QBasic, 156 characters
INPUT n#
?n#;"=";
f=2
1c=0
WHILE n#/f=INT(n#/f)
n#=n#/f
c=c+1
WEND
IF c THEN?f;
IF c>1THEN?"^";c;
IF c*(n#>1)THEN?"*";
f=f+1
IF f*f<=n#GOTO 1
IF n#>1THEN?n#
When run at Archive.org, this takes about 2½ minutes to finish for an input of 4294967291, the largest prime in the specified range.
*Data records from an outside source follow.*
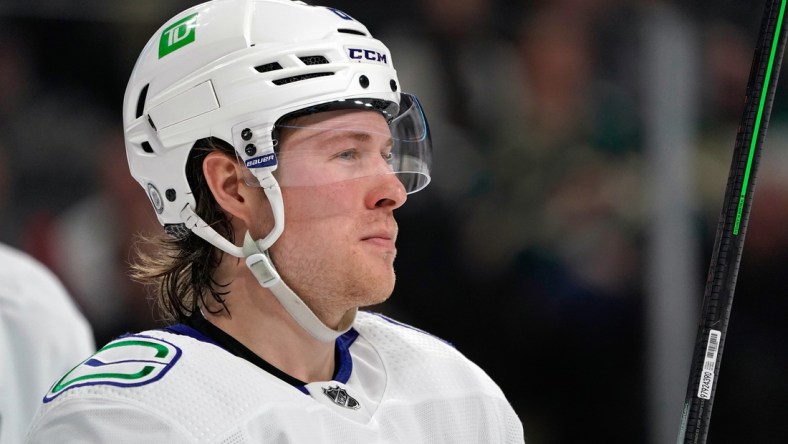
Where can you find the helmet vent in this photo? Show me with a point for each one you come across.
(287, 80)
(314, 60)
(273, 66)
(141, 100)
(351, 31)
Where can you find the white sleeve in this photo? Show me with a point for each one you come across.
(88, 420)
(42, 336)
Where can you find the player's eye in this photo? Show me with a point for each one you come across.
(351, 154)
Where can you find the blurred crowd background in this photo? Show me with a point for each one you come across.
(582, 150)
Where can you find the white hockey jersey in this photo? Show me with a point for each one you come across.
(393, 384)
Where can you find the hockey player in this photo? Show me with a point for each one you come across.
(274, 142)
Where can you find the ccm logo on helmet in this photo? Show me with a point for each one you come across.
(369, 55)
(261, 161)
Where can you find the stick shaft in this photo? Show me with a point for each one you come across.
(732, 226)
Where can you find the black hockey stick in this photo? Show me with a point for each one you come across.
(732, 226)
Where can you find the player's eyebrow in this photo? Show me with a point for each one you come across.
(339, 135)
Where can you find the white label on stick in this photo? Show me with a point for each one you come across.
(709, 362)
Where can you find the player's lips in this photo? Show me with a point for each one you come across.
(386, 239)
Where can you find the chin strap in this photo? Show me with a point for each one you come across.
(263, 269)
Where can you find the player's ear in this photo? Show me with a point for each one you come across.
(224, 178)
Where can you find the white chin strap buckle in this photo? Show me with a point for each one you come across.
(263, 270)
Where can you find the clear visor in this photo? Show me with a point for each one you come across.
(348, 140)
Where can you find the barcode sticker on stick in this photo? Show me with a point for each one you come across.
(709, 362)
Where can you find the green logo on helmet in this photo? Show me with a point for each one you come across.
(177, 35)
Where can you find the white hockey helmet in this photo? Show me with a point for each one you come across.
(232, 69)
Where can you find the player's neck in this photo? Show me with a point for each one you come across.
(260, 323)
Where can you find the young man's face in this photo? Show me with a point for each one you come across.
(338, 246)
Ungolfed, with some remarks
This is the version I used to get the timing information:
CLS
INPUT num#
PRINT num#; "=";
factor = 2
startTime# = TIMER
DO
count = 0
WHILE num# / factor = INT(num# / factor)
num# = num# / factor
count = count + 1
WEND
IF count > 0 THEN PRINT factor;
IF count > 1 THEN PRINT "^"; count;
IF count > 0 AND num# > 1 THEN PRINT "*";
factor = factor + 1
LOOP WHILE factor * factor <= num#
IF n# > 1 THEN PRINT n# ELSE PRINT
time# = TIMER - startTime#
PRINT "Search took"; INT(time# / 60); "minutes and";
PRINT INT(time# mod 60); "seconds"
The program uses the standard approach of trial division of each factor between \$2\$ and \$\sqrt n\$. It prints a *
after each successful factor if the remaining \$n\$ is still greater than 1. If the factor becomes greater than \$\sqrt n\$ while \$n > 1\$, then \$n\$ is prime and we output it after exiting the loop.
A few extra bytes had to be spent to cope with very large numbers:
QBasic's numbers are either single- or double-precision floating point under the hood, although it casts to integers for certain calculations. Integers greater than \$2^{24}\$ are not guaranteed to be accurately represented in single-precision floating point, so we have to use double-precision for \$n\$ (thus the double-precision sigil on the variable num#
). However, since we're only checking factors up to \$\sqrt n < 2^{16}\$, we can use the default single precision for factor
.
At first, I had WHILE num# MOD factor = 0
for the inner loop. This worked until I tried numbers close to \$2^{32}\$, at which point it said "Overflow." It seems that the MOD
operator casts its operands to integers--specifically, 32-bit signed integers. A value of \$2^{32}-1\$ can fit in a 32-bit unsigned integer, but not a signed one. So MOD
wasn't going to work. Neither was my usual golf trick of checking divisibility with a/b=a\b
, since the int-div operator \
also casts to integers. Fortunately, I could still use floating point division and then truncate explicitly with the INT
function (which seemingly does not cast to integer--??).
Given the issues with single- vs. double-precision, I assumed that squaring factor
(single-precision) before comparing it with num#
(double) wasn't going to work. But surprisingly, it did. My best guess after some experimentation is that if there's a double-precision value anywhere in an expression, QBasic casts all of the values to double before computing anything. This contrasts with C, for example, where implicit casting only occurs between the operands of a single operator.